On trials and joy

Back in hospital.

Back being ill.

Back with things being tough.

But to be honest, though my heart sank when I realised I was getting not so well again, a tiny bit of me felt relieved. You see, I really do struggle spiritually when things get easy and nothing kills my love of gospel like a smooth life.

I’m not trying to be super pious. But these feelings excite me. Perhaps this is what walking along the road of James 1:2 looks like. Maybe this is what it means to count it joy when I meet trials of various kinds.

There’s a part of me that loves the easier life and not a day goes by when I don’t wish for a ‘normal’, healthy, 2.5 children, live long with my husband set up. But the thing is, if I really, deep down, want things to get easier, I know I should just stop praying that we become more faithful, more loving and more like Jesus. And if I look at it that way, it becomes so obvious.
His way is best.
Simple as that.

Waiting here

On Sunday evening I thought I might be going to meet my King. But He said no. Apparently there’s more for me here. And when I look into my husband’s eyes, I know that it’s right. When I read emails from my sisters, I know that I need more time. And when I realise what such a thing would be to my parents, I’m glad  I’m still here.

But this is not the story I planned. This isn’t the 2.5 children, nice house, easy life that I wanted.

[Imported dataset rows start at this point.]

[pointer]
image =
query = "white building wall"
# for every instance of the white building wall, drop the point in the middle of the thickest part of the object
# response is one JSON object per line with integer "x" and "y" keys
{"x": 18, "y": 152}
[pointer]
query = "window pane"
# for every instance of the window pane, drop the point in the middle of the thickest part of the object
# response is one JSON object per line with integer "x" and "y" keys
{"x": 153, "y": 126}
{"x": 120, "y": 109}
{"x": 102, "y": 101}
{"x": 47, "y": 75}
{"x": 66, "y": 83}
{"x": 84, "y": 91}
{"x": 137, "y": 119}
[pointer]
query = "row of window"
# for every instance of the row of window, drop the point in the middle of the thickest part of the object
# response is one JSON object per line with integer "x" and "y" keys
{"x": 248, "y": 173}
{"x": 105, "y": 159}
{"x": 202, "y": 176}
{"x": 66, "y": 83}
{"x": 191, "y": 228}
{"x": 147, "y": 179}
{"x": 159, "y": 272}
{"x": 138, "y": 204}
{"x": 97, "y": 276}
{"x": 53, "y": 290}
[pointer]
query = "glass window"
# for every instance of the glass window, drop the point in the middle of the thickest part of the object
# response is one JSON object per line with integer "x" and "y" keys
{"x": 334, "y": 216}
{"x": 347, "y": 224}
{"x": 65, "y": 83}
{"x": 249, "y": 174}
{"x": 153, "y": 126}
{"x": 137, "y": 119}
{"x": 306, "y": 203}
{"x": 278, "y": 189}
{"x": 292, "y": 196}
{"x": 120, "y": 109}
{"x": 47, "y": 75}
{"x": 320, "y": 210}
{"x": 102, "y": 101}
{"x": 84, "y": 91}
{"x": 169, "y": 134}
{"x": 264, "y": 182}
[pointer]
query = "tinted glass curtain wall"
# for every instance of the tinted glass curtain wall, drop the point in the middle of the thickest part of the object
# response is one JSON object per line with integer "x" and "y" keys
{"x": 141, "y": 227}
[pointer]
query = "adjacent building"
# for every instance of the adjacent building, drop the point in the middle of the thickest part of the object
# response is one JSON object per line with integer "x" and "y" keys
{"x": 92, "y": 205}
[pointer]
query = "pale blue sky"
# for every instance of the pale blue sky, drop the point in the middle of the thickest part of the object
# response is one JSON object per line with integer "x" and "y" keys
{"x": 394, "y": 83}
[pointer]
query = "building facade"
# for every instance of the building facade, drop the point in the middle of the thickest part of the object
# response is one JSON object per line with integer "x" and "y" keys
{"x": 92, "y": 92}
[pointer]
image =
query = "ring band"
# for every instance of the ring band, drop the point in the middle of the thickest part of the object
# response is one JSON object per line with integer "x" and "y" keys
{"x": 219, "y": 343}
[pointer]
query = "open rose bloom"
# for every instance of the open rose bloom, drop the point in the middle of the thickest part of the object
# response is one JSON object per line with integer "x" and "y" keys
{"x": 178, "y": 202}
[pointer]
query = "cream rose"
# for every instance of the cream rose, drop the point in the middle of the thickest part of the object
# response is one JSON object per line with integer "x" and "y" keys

I have no answers. What is going on?

I know there are good things even in the pain. And I know there are great things ahead. But still, when I wake up at night, I just want to say, ‘Lord, why? Why is this story for me?’

I had a shower today. My first in a few days. Disgusting, I know. But today I managed to stay off oxygen long enough. And I feel clean and happy. A lot cleaner and a lot happier than I do after my usual daily shower. The thing is, when you get really messy, getting clean again is glorious. That’s the way the world works. Loving makes pain worth it, like joy makes sadness worth it and emptying a full bladder makes needing the loo worth it. You laugh, but you know what I mean.

It’s ok to cry. It’s ok to come before the throne and ask what’s going on. Faith doesn’t mean blindly accepting. Faith involves grieving and pain. Faith involves hurting and asking, pleading and screaming.

‘My God, my God, why have you forsaken me?’

But faith knows there is an answer. Because faith trusts in a promise. And in the midst of the questions and the weeping, faith whispers:

‘Your will be done.’

For Claire

I believe in life. I believe in hope. I believe in joy. And yet there are days when believing is hard. When the reality of sin and its consequences hit home in sad ways. Having an illness makes you feel the pinpricks of life often. There isn’t a day when I’m not reminded of illness and sadness, of pain and discomfort. And sometimes, some days I feel those pinpricks harder and bigger than before.

Today I learned of the death of a friend with Cystic Fibrosis. I didn’t know her very well but I knew enough to be amazed at her life, at her hope and at her joy. She fought for over 30 years, she ran the race and crossed the finish line into the arms of the Saviour she loved. She will have a new body one day, a body made perfect, a body with lungs that can breathe long and deep breaths, a body with energy enough to run marathons.

And I weep. Not for Claire. She has found Glory. But for her family and friends. For the fight they will have to believe in life and hope and joy. For my own struggles yet to come. And for my own fight to believe.

But in the sadness, the Life Giver is there. He knows the pinpricks. And he knows the nail wounds. And he tells me that life is eternal, that hope is here and that joy can be found. It’s our job to trust.